The following red flags or indicators represent terrorist financing activities:
  • Payments made to or from areas with weak AML/CFT controls, conflict zones, or suspected of high terrorism activity.
  • A series of small, frequent transfers with no defined economic purpose to avoid detection.
  • Clients who have connections to individuals or entities mentioned on sanctions lists or global watchlists.
  • Inconsistency between customers’ activity, such as deposits, transactions or fund transfers, and their profile, purpose or expected behaviour.

Regulatory Expectations for Counter-Terrorist Financing Controls

Regulatory authorities expect entities to identify, monitor, and report terrorist financing activities.
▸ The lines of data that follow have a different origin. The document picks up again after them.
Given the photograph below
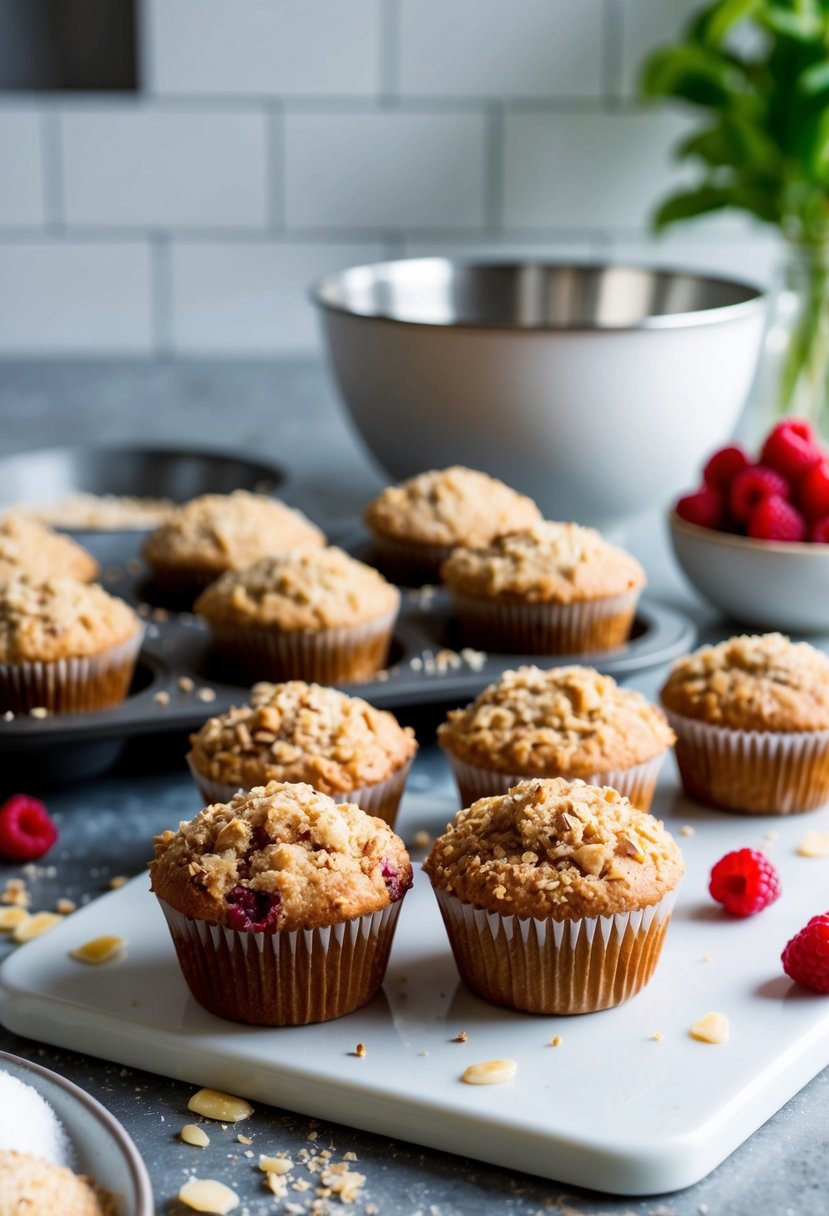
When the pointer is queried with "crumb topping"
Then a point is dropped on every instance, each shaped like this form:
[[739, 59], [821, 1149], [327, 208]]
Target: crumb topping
[[303, 589], [450, 506], [568, 721], [759, 682], [548, 562], [299, 731], [552, 848]]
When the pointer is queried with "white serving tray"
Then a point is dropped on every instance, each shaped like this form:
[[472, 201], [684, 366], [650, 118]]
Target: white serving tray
[[610, 1108]]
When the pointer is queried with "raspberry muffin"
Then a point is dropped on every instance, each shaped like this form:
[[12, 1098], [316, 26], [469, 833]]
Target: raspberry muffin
[[556, 896], [65, 646], [281, 904], [223, 532], [306, 614], [300, 732], [552, 589], [751, 719], [415, 525], [562, 722]]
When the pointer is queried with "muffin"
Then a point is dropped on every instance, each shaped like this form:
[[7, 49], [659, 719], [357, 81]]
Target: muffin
[[223, 532], [563, 722], [300, 732], [556, 896], [281, 904], [552, 589], [65, 646], [415, 525], [306, 614], [751, 719], [30, 549]]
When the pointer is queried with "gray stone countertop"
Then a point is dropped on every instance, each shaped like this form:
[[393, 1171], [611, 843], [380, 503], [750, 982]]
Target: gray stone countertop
[[287, 411]]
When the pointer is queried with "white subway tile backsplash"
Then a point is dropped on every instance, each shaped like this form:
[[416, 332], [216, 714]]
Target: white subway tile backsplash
[[252, 299], [22, 193], [489, 49], [585, 170], [75, 297], [390, 170], [264, 46], [159, 167]]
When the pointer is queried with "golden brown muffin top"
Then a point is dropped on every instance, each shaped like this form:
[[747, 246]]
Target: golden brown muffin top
[[547, 563], [569, 721], [553, 848], [39, 552], [280, 857], [227, 532], [304, 589], [449, 506], [60, 619], [759, 682], [299, 731]]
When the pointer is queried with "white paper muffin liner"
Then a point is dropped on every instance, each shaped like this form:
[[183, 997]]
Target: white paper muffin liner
[[637, 782], [554, 967], [283, 979], [72, 685], [757, 772]]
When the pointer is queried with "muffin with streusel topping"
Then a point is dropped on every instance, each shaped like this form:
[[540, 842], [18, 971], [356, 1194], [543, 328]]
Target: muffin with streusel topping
[[562, 722], [65, 646], [556, 895], [306, 614], [281, 904], [416, 524], [751, 718], [551, 589]]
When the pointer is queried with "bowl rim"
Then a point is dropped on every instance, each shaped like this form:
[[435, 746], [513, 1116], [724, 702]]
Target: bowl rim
[[718, 315]]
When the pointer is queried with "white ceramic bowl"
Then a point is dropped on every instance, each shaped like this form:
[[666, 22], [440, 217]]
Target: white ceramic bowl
[[757, 583], [596, 389]]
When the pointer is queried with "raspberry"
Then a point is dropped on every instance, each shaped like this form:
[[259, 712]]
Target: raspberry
[[776, 519], [26, 829], [705, 507], [790, 449], [750, 487], [723, 467], [806, 957], [744, 882]]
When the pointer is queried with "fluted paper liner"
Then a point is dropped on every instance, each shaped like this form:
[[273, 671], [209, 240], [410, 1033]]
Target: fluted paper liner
[[637, 782], [584, 628], [283, 979], [554, 967], [382, 799], [757, 772]]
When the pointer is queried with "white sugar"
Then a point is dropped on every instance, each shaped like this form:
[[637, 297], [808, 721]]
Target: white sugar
[[28, 1124]]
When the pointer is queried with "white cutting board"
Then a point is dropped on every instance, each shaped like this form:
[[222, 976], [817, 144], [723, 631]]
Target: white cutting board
[[609, 1108]]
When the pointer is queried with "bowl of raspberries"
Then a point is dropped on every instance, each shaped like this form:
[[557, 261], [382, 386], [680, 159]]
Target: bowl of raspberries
[[754, 538]]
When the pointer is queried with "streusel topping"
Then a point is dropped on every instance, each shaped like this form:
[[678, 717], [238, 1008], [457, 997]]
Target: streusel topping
[[548, 562], [553, 848], [299, 731], [450, 506], [569, 721], [302, 589], [306, 859], [227, 532], [760, 682], [58, 619]]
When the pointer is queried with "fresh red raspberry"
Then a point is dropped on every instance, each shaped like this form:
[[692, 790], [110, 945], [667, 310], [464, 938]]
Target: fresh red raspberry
[[776, 519], [790, 449], [26, 829], [806, 957], [750, 487], [723, 467], [744, 882], [705, 507]]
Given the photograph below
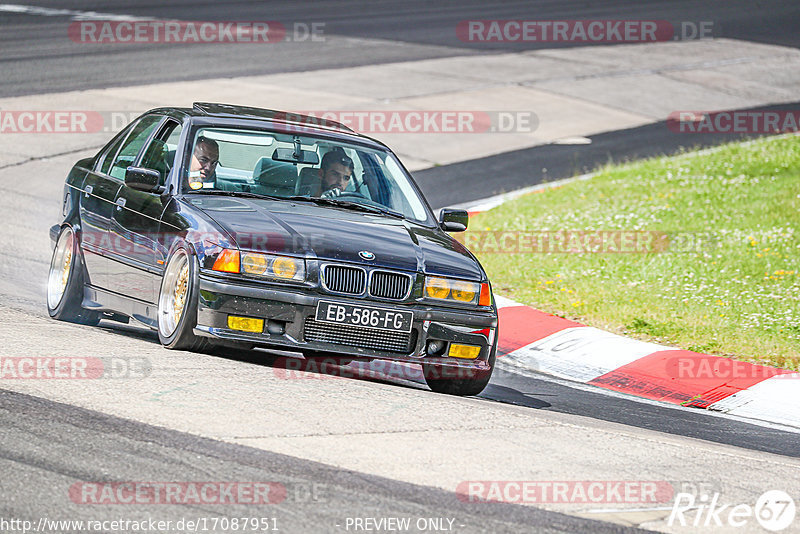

Regulated entities must adopt a risk-based approach to assess risks related to customers, jurisdictions, transactions and products. Further, regulated entities must perform sanctions screening to check customers against global lists.

 

Moreover, entities must perform due diligence and apply Enhanced Due Diligence (EDD) for high-risk customers such as PEPs or customers from high-risk jurisdictions. Regulated entities should also conduct ongoing transaction monitoring to detect unusual patterns indicative of financing terrorism.

 

In addition, regulators expect entities to take immediate action upon identifying sanctioned individuals or entities, including freezing their assets and regulatory reporting to counter terrorist financing.

Detecting Terrorist Financing Risk with Citadel365

Citadel365 automates customer identification and ongoing monitoring to detect terrorist financing risks. Its customer onboarding software helps verify customers based on factors such as their business purpose, geographic exposure and risk indicators to develop effective customer profiles.   The name screening software checks customers against sanctions lists, PEP database and adverse media individuals to prevent terrorist financing. Further, Citadel365, a centralised platform that facilitates transaction monitoring, case management, and audit trails to detect unusual patterns, perform timely investigation and submit STR/SAR for CFT compliance.

Strengthening CFT Controls Across the AML Framework

Regulated entities must adopt effective control practices that ensure the detection of money laundering risks and the combating of terrorist financing.

 

Customer Due Diligence: Identify, screen, and verify customers during onboarding to detect high-risk customers and prevent misuse of businesses for money laundering or terrorist financing.

 

Risk Assessment: Develop customer profiles by assessing terrorist financing risks and assigning risk scores based on customer behaviour and their transaction patterns.

 

Ongoing Monitoring: Perform continuous monitoring of customer behaviour, geographies & counterparties involved.

 

Governance & Reporting: Document policies & procedures, CDD records, and audits conducted to support regulatory inspections and reporting.